Polsko-Palestyńska grupa parlamentarna ukonstytuowała się w obecnym składzie 16 września 2020 i pracują w niej następujący posłowie:

  1. Kołodziej Ewa   /KO/  –  współprzewodnicząca
  2. Konieczny Maciej   /Lewica/  –  współprzewodniczący
  3. Dziemianowicz-Bąk Agnieszka   /Lewica/  –  wiceprzewodnicząca
  4. Frydrych Joanna   /KO/  –  wiceprzewodnicząca
  5. Woźniak Tadeusz   /PiS/  –  wiceprzewodniczący
  1. Arent Iwona   /PiS/
  2. Biejat Magdalena   /Lewica/
  3. Sterczewski Franciszek   /KO/
  4. Śmiszek Krzysztof   /Lewica/
  5. Zandberg Adrian   /Lewica/

Na stronie tej grupy parlamentarnej znajdujemy informacje, że to jej IX kadencja, więc prawdopodobnie jej początki sięgają czasów komunistycznych. Pielgrzymka do Palestyny też nie jest pierwsza. W 2012 ta sama grupa odbyła pielgrzymkę do Gazy, gdzie spotkała się z premierem hamasowskiego rządu w Gazie Ismailem Haniją.

doniesienia w „Jerusalem Post” wiemy, że w obecnej pielgrzymce do grobu Jasera Arafata uczestniczył Maciej Konieczny, Magdalena Biejat i Franciszek Sterczewski. W JP jest informacja, że pielgrzymowała czwórka posłów (w innym miejscu twierdzi się  wycieczka na koszt budżetu państwa obejmowała sześć osób).

Z tych trzech osób, których nazwiska znamy, obszernie i z wielką dumą na swoich stronach Facebooka informowali o tej pielgrzymce Maciej Konieczny z partii Razem oraz Franciszek Sterczewski, (poznański samorządowiec wybrany z listy KO), ale żywa dyskusja wywiązała się tylko na stronie posła Sterczewskiego.

Ta dyskusja wydaje się być fascynującą ilustracją artykułu w „Proceedings of the National Academy of Sciences” Emily Kubin i in.: Osobiste doświadczenia lepiej łączą ponad podziałami moralnymi i politycznymi niż fakty. (Obszerne omówienie tego artykułu po polsku znajduje się tutaj.) Raz jeszcze widzimy w tej dyskusji jak osobiste świadectwo fakty po prostu przekreśla.

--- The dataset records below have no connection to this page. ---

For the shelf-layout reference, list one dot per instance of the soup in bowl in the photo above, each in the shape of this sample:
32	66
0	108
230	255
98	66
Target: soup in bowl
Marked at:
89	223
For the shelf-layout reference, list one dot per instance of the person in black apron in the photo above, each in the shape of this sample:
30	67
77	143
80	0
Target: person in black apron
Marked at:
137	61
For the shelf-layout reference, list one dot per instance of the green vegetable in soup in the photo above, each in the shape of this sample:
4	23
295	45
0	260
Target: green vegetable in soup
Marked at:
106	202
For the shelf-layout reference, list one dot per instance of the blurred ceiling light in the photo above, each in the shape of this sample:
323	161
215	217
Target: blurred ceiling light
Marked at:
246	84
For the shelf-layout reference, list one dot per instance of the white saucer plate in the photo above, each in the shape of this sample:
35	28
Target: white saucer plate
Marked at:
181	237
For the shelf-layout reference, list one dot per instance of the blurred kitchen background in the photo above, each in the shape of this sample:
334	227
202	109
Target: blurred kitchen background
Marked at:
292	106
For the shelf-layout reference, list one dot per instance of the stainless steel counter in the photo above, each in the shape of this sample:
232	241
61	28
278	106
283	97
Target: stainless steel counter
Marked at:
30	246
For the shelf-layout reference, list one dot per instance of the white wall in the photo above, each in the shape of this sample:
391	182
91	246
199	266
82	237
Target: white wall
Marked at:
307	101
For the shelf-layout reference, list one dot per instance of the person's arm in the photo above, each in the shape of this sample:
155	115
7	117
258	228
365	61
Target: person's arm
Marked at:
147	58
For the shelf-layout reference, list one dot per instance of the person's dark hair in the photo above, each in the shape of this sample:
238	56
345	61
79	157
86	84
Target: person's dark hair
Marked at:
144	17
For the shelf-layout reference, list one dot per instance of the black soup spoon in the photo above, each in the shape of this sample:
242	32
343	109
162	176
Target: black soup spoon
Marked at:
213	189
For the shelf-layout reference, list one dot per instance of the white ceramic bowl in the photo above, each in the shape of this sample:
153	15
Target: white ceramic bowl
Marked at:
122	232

Człowiek, który się nie leni, może osobiści zaświadczyć, że słońce wstaje, a te opowieści, że wkręcamy się pod słońce to jakieś bzdury. W tej dyskusji kilkanaście razy przywołuje się wyprawy na wolontariat do „Palestyny” (osobiste lub członków rodziny) oraz zapewnienia o tym, kto i co widział „na własne oczy”.

Moją szczególną uwagę zwrócił wpis pracownicy Przedstawicielstwa RP przy Palestyńskiej Władzy Narodowej, pani Barbary Urban, która pisała: „Panie Pośle, śledzę Pana już od jakiegoś czasu gdyż bardzo mi przypadł do gustu styl Pana pracy. Mieszkam w Ramallah już od 15 lat, i przez dobre 10 z nich jako pracownik Biura Przedstawiciela RP w Ramallah. Miałam okazję poznać członków grupy przyjaźni podczas wcześniejszych wizyt. Niezmiernie się cieszę, że jest Pan członkiem obecnej grupy gdyż liczę na Pana zaangażowanie! Przemiła niespodzianka!”

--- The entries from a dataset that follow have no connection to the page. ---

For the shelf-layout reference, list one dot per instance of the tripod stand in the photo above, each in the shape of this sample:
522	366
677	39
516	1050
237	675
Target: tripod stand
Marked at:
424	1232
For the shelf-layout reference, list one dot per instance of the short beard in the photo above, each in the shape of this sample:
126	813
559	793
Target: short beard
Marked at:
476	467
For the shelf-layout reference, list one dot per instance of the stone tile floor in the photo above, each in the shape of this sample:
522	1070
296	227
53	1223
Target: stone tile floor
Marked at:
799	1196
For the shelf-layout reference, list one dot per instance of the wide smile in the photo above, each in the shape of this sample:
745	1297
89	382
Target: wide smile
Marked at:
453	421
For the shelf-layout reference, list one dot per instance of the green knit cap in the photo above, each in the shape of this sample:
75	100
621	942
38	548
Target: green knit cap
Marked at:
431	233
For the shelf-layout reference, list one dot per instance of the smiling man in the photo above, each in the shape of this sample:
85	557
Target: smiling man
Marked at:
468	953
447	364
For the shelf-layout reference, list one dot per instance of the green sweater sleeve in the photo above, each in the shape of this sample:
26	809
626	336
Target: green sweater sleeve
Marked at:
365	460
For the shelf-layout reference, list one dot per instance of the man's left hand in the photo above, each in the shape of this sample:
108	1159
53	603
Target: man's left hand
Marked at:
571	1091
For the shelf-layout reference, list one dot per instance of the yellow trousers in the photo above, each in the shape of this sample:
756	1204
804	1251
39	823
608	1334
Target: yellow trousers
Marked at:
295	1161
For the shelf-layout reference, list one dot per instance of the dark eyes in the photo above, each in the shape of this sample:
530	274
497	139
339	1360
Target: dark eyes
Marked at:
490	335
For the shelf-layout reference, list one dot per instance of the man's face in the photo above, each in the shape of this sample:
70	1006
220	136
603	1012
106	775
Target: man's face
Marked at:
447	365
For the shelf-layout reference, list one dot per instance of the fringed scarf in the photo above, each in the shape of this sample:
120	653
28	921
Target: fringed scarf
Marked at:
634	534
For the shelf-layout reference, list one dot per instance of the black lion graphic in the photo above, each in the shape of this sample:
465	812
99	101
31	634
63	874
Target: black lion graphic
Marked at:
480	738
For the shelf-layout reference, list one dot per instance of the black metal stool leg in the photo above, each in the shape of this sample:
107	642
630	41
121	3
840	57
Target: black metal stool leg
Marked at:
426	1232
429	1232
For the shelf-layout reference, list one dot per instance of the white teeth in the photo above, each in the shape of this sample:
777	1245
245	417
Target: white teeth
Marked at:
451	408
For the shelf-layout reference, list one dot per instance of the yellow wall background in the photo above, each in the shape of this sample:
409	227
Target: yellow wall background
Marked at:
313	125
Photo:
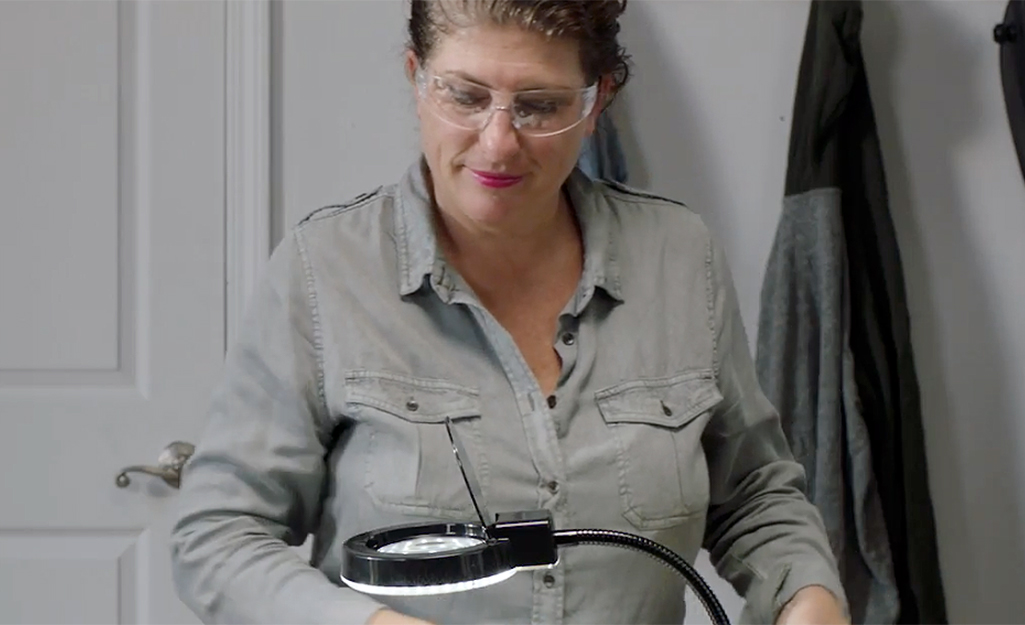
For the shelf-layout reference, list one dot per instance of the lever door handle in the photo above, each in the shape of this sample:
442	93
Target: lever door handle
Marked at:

Poseł Sterczwski odpowiedział, że jemu jest też niesłychanie miło, a pani Basia Urban napisała: „Wspaniale! Zatem, mam nadzieję do zobaczenia!” (Oboje kochają zdrobnienia, pani Barbara podpisuje się jako Basia, a pan Franciszek występuje jako Franek.)

To bardzo ciekawe co pisze ta przedstawicielka pisowskich rządców, która informuje nas, że polska dyplomacja otwarcie popiera morderczą dyktaturę i jej sympatyków. Okazuje się, że przynajmniej w jednej sprawie polityczne podziały schodzą na drugi plan i ludzie umieją ze sobą współpracować w miłej i pełnej wzajemnego zrozumienia atmosferze. Na stronie polskiego Przedstawicielstwa nie udało mi się znaleźć najmniejszej wzmianki, że coś w tym „państwie Palestyna” może być nie tak. (Nie znalazłem również takiej wzmianki na stronach członków parlamentarnej miłości z Palestyną.)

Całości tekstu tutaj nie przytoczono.